Was soll man über Fritz 15 schreiben ? Fritz 15 ist praktisch ein Fritz 14 oder gar ein Fritz 13, ohne nennenswerte Verbesserungen. Das was hinzugekommen ist, ist nicht der Rede wert und wirkt einfach wie der verzweifelte Versuch, einen neuen Fritz zu rechtfertigen.
Als neu könnte man höchstens das Web-Angebot bezeichnen, zu welchem Käufer von Fritz 15 sparsame 6 Monate Zugang gewährleistet wird. Das hat aber mit Fritz 15 recht wenig zutun, weshalb ich das Angebot nicht in meine Bewertung mit einbeziehe. Man kann es schließlich auch ohne Fritz 15 mit dem Webbrowser aufrufen.

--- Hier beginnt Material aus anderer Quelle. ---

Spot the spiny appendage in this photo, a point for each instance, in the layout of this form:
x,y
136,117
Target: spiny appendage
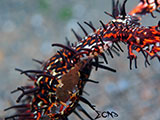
x,y
146,6
45,98
145,40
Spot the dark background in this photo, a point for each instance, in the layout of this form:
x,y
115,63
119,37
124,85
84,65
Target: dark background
x,y
29,27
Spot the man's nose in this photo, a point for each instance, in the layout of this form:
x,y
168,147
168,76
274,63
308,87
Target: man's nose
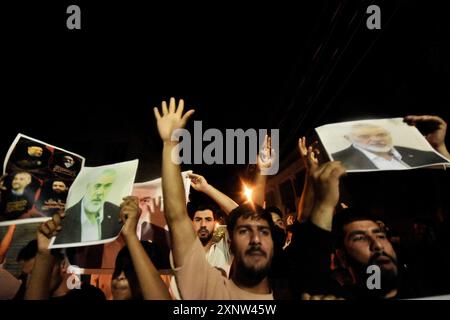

Bliebe noch die Engine Fritz 15 zu bewerten. Aber so richtig bewerten kann man diese Engine nicht, weil es keine Fritz 15 Engine ist, sondern eine marginal verbesserte Rybka 4.1 UCI Engine, die noch dazu schlechter spielt, als die meisten kostenlosen Engines.
Fazit:
Wer Fritz 11, 12, 13 oder 14 besitzt, kann auf den Kauf von Fritz 15 sehr gut verzichten. Wer noch keinen Fritz besitzt, der kann sich gerne bei mir melden. Ich habe noch über 200 Exemplare der Fritz 12 SE Version, welche ich gerne für die Zahlung der entstehenden Versandkosten (2,50 €) verschenke.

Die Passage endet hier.